Aquel verano, mi hermana no fue a pasar las vacaciones a la Montaña. Ni el siguiente. Nunca la he vuelto a ver.
Salem me dijo un día que nuestro cuñado, Mahmud, había tenido problemas con las autoridades egipcias, que había sido arrestado durante ocho meses junto con otros banqueros y que, herido y desengañado, había decidido exiliarse lo más lejos posible del Cercano Oriente. En Melbourne, Australia.
Pero yo sospechaba que había algo más. De otro modo, mi hermana habría venido, al menos, a decirnos adiós. Me parece que mi hermano, mediante alguna artimaña, desposeyó a Iffett de su parte de la herencia. No tengo más pruebas que las del corazón. Y algunos vagos indicios que he husmeado aquí y allá. Pero ¡evitemos hablar de asuntos sórdidos!, ¿no le parece?

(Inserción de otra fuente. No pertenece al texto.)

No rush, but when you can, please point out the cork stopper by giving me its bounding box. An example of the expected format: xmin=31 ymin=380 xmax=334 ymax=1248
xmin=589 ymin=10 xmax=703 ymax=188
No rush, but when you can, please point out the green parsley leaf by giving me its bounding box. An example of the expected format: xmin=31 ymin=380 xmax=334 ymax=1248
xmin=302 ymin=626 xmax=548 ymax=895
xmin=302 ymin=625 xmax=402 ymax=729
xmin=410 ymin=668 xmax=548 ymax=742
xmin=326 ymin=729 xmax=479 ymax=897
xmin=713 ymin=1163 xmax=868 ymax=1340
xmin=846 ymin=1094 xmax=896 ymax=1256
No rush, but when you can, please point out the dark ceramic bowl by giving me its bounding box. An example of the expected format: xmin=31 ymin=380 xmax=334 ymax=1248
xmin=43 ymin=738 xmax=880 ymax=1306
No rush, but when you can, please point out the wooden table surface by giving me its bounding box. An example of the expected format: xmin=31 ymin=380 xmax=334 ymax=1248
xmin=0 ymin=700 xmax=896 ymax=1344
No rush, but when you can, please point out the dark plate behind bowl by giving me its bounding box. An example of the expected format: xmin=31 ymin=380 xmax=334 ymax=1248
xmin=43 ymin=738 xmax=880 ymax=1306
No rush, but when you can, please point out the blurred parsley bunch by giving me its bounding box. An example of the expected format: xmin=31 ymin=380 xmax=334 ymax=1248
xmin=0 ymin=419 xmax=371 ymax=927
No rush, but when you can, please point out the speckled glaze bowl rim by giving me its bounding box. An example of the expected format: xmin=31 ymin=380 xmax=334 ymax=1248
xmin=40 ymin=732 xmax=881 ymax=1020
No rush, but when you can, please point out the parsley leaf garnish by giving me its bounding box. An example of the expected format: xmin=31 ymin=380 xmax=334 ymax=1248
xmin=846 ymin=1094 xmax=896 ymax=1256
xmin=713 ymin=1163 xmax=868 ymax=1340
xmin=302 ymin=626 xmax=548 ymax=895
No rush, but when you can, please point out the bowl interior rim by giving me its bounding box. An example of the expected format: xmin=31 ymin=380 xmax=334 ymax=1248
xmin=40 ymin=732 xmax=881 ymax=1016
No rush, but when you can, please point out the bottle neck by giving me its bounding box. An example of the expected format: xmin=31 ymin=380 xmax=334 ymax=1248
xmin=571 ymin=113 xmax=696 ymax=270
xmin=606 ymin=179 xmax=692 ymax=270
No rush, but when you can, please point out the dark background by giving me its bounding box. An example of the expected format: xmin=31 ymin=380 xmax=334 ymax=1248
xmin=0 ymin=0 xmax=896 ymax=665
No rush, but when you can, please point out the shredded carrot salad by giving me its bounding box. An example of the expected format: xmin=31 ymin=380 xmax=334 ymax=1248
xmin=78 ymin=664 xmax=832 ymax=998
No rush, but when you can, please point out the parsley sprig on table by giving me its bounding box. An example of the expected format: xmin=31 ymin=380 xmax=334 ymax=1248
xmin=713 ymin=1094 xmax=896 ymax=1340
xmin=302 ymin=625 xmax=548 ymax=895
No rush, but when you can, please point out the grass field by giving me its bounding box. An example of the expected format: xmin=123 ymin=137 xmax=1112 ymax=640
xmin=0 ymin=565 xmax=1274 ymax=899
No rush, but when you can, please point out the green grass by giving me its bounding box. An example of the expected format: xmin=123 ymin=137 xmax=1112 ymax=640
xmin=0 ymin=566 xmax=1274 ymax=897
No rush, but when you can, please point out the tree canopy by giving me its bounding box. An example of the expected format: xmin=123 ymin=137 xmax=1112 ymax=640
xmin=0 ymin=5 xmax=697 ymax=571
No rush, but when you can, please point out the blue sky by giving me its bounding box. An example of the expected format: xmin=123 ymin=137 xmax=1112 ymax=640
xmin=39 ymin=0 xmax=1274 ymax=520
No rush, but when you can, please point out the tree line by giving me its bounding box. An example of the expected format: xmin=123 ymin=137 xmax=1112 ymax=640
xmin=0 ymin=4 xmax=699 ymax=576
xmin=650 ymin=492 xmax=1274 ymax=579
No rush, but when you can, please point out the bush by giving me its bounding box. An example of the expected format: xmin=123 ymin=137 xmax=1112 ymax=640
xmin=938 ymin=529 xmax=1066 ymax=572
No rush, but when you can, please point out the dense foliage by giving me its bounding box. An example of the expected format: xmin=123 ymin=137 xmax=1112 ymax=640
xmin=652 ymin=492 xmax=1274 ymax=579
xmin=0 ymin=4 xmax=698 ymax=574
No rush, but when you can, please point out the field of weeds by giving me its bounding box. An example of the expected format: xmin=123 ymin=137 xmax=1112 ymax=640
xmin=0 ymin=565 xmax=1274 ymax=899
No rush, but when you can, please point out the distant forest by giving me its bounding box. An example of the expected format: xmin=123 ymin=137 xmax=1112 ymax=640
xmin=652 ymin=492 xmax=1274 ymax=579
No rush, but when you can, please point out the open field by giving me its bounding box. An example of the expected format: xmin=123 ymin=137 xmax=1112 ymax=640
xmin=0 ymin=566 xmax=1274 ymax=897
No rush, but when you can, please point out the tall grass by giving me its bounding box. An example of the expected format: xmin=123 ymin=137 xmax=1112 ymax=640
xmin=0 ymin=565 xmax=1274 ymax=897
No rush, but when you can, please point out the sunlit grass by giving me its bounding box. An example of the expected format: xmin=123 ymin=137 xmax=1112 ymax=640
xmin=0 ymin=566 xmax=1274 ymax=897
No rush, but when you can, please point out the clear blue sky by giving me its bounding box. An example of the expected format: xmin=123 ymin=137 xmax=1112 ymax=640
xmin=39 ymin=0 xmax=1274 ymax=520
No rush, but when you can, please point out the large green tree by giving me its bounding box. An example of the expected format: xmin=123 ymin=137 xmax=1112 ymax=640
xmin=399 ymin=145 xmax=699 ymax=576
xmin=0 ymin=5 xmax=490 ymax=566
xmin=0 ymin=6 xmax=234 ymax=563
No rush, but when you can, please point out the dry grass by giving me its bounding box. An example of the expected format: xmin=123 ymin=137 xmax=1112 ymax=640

Puede que mi hermana, de todas formas, hubiera hecho el viaje para verme si me hubiese mostrado capaz de apreciar sus visitas; pero para escuchar monosílabos y volverse a ir llorando, ¿por qué coger el barco o el avión desde Australia?
El caso es que no volvió nunca. A pesar de todo, al acercarse el verano yo la esperaba. Pero cada año un poco menos. Mi última esperanza se desvanecía…
Si con todo y con eso sobreviví, es porque hace falta cierta voluntad para no seguir sobreviviendo. Yo ya no tenía ni esa voluntad. Ni siquiera la voluntad o la fuerza necesarias para tender la mano a la muerte. Hurtar cualquier frasco de medicamentos, correr hasta las escaleras, subir al tejado y saltar al vacío… No había más que dos pisos, pero con un poco de suerte, me habría estrellado…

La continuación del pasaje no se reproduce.